In Memoriam: Peter G. Neumann
One of the great applied computer scientists, Peter G. Neumann, died on May 17. There have already been obits published, including in the New York Times. I knew Peter since at least 1992, and I’m honored that he considered me one of his colleagues and friends, even staying overnight at my house once. And that in itself shows another facet of his personality—while he had very strong opinions on technical subjects (and other things—for example, he did not think that Shakespeare wrote the the plays generally attributed to him), and was of course exceedingly accomplished (as the other obits made clear) in many fields, he was at heart someone who preferred simplicity even in his personal life. He was always happier staying with friends instead of in hotels, and preferred simpler restaurants to fancy ones. Simplicity, always.
What I really want to talk about, though, is that Peter, more than almost anyone else I’ve known, understood and strongly believed in the systems nature of problems. That is, there’s not one cause to a problem; everything, including the humans involved, interact.
Take, for example, buffer overflows, long a security scourge on the Internet. Is it the fault of the programmers? I knew someone who, 40 years ago (and several years before the Internet worm made the problem obvious), wrote a string-handling library before embarking on a text-heavy, security-sensitive program, because he felt that he’d never get things right otherwise. He was a very good programmer—is that the solution?
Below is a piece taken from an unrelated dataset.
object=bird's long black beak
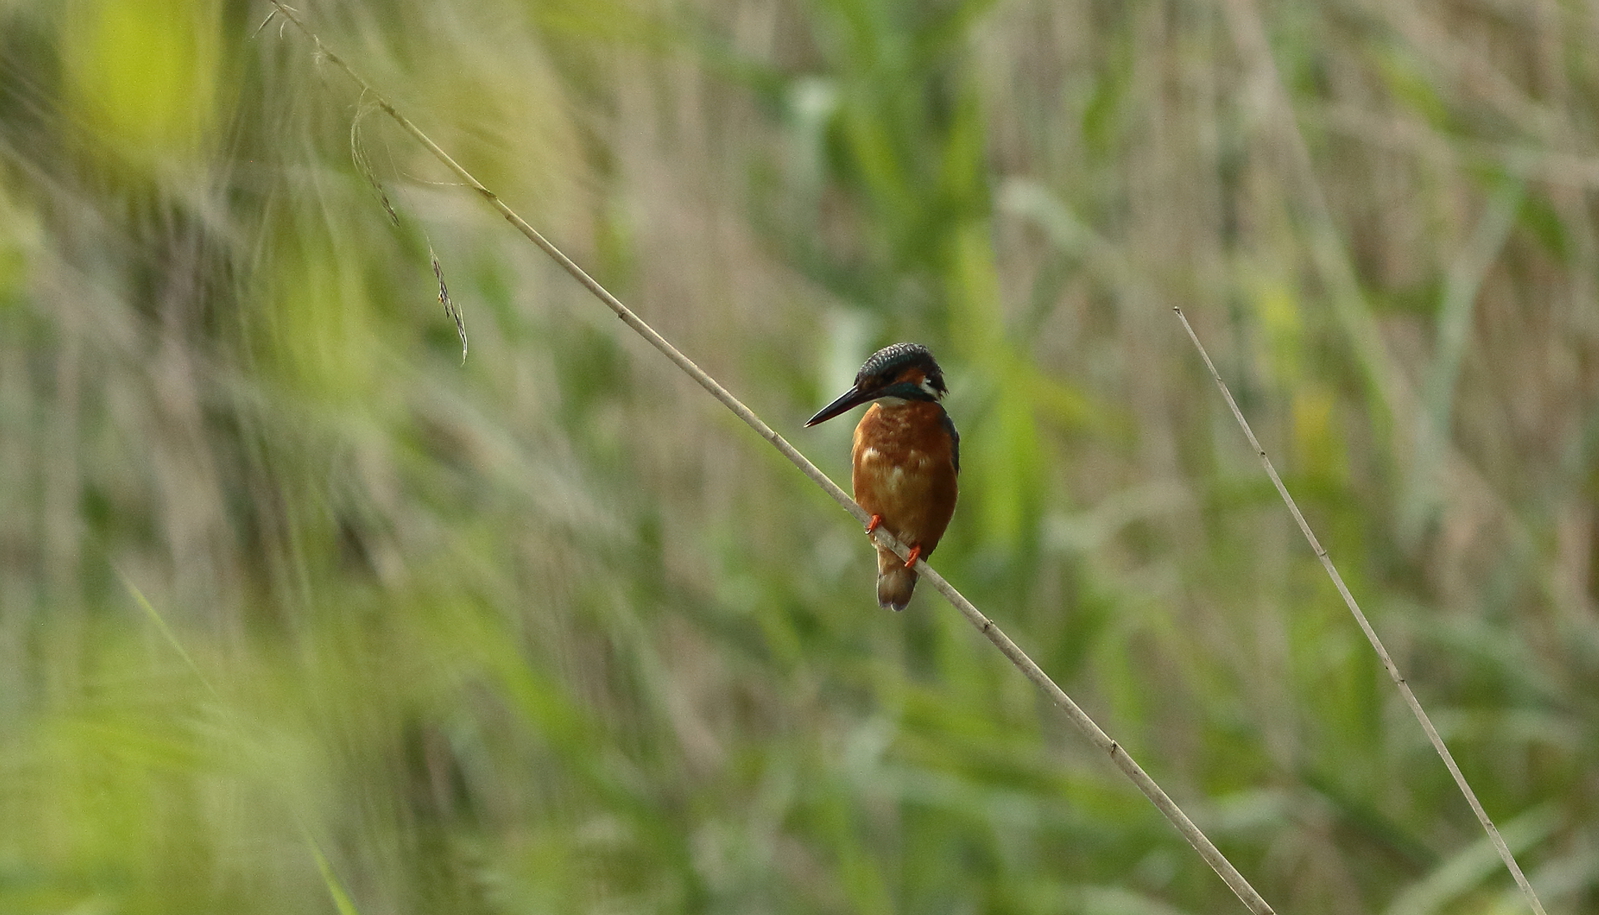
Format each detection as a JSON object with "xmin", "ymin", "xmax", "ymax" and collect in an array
[{"xmin": 805, "ymin": 385, "xmax": 878, "ymax": 427}]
Maybe the problem in the C language. Lots of people have criticized C for its lack of memory safety, but in fact that’s an implementation and OS issue—exceeding array bounds is left undefined by the standard, which means that compilers are free to add array bounds metadata and to check it on array references. That requires different pointer implementations, which destroys ABI and OS compatibility. It’s also slower, because of the need to fetch and compare against the bounds on all references, so maybe we should blame compilers that don’t optimize enough or hardware that doesn’t make such checks efficient. (Hardware array bounds checking? The Burroughs B5000 had it in 1962.)
Take your choice, then: the person, the language, the compiler, the OS, or the hardware? The real answer is that it’s a system problem: all of these pieces interact.
This is what Peter really understood—and taught others. Go back and read the RISKS Digest or the Inside Risks columns and you’ll see what I mean: a very high percentage of the failures described, including of course some of my favorite ones, happened because of multiple interacting issues. It’s why he was a fan of the famous Einstein quote, “Everything should be as simple as possible—but no simpler” (and Peter got to discuss that one morning with Einstein himself!). But pay special attention to the second clause: “but no simpler.” Peter was a fan of simplicity, but he realized that some things were inherently complex. The real trick, and one fiendishly difficult to pull off, is to eliminate the unnecessary complexity. But you can’t eliminate complexity by changing one part of a system, because they all interact. He understood that, both the problem of complexity and the difficulty in eliminating it. Too few people do.
Peter Neumann will be missed. May his memory be for a blessing.